R2 targets the following challenges:

  1. How to add temporal and motion modalities to DNNs efficiently?
  2. How to combine 2D nets with 3D geometric reasoning?
  3. How to efficiently deep fuse information from generic N-D modalities, including images, texts, and audio?

The spectacular revolution of deep learning is powered by representation-learning. The representation of images, video, texts, and speech can now be learned with great success instead of painstakingly hand-crafting features by using physical models. Nonetheless, there are several strongholds where DL has not yet led to its expected breakthrough. For example, in 3D-reconstruction the deep nets have gained some foothold, but geometry is still king. Another example domain is motion modeling. For tasks as action recognition, object tracking, and motion analysis, the deep feed-forward and recurrent LSTM (Long Short Term Memory) nets have added a few percent, but they have yet to redeem their paradigm shifting promise. Furthermore, an area that has been little explored is the (early) fusion of different sensor data modalities (e.g. video, radar, LIDAR). Apart from the increased computational complexity associated with the data aggregation, challenges include coping with different resolutions, synchronization and calibration automatically.
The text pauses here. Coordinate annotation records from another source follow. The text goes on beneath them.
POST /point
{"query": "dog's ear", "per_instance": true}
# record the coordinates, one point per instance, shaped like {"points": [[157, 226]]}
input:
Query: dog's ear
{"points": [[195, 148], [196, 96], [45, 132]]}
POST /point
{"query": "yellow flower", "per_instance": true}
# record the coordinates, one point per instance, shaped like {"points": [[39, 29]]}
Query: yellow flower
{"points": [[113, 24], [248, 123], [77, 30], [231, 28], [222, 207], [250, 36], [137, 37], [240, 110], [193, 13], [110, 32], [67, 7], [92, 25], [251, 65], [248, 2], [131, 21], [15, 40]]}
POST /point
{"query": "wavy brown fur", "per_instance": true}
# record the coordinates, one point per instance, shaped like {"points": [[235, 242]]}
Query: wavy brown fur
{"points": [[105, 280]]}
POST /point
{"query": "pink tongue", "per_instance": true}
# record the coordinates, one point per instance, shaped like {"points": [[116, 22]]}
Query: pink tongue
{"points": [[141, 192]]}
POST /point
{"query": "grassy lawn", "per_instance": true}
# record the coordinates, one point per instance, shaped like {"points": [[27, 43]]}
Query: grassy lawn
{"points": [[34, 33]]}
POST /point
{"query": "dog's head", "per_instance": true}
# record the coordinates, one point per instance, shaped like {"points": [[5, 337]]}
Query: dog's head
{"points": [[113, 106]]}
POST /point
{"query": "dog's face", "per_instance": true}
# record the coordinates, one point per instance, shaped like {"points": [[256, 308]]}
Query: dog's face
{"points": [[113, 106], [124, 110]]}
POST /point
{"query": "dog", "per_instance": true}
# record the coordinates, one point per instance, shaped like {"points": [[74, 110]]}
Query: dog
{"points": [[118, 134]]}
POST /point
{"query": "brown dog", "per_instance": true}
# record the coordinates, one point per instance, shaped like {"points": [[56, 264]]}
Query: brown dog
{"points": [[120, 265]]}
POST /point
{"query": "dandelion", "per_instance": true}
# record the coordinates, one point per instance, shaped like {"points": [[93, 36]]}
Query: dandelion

The time has come for synergy between learning and knowledge. Where the most powerful deep net for images arguably already uses a ‘hand-crafted’ operation –the convolution– we aim to explore further marriages of deep nets with other domain knowledge. While aiming to learn everything from samples is elegant, it is inefficient in its use of data and computation: the learning starts from scratch and needs to learn the same lessons every single time. Instead, we take a batteries-included approach and efficiently learn to make use of knowledge for leveraging domain specific solutions.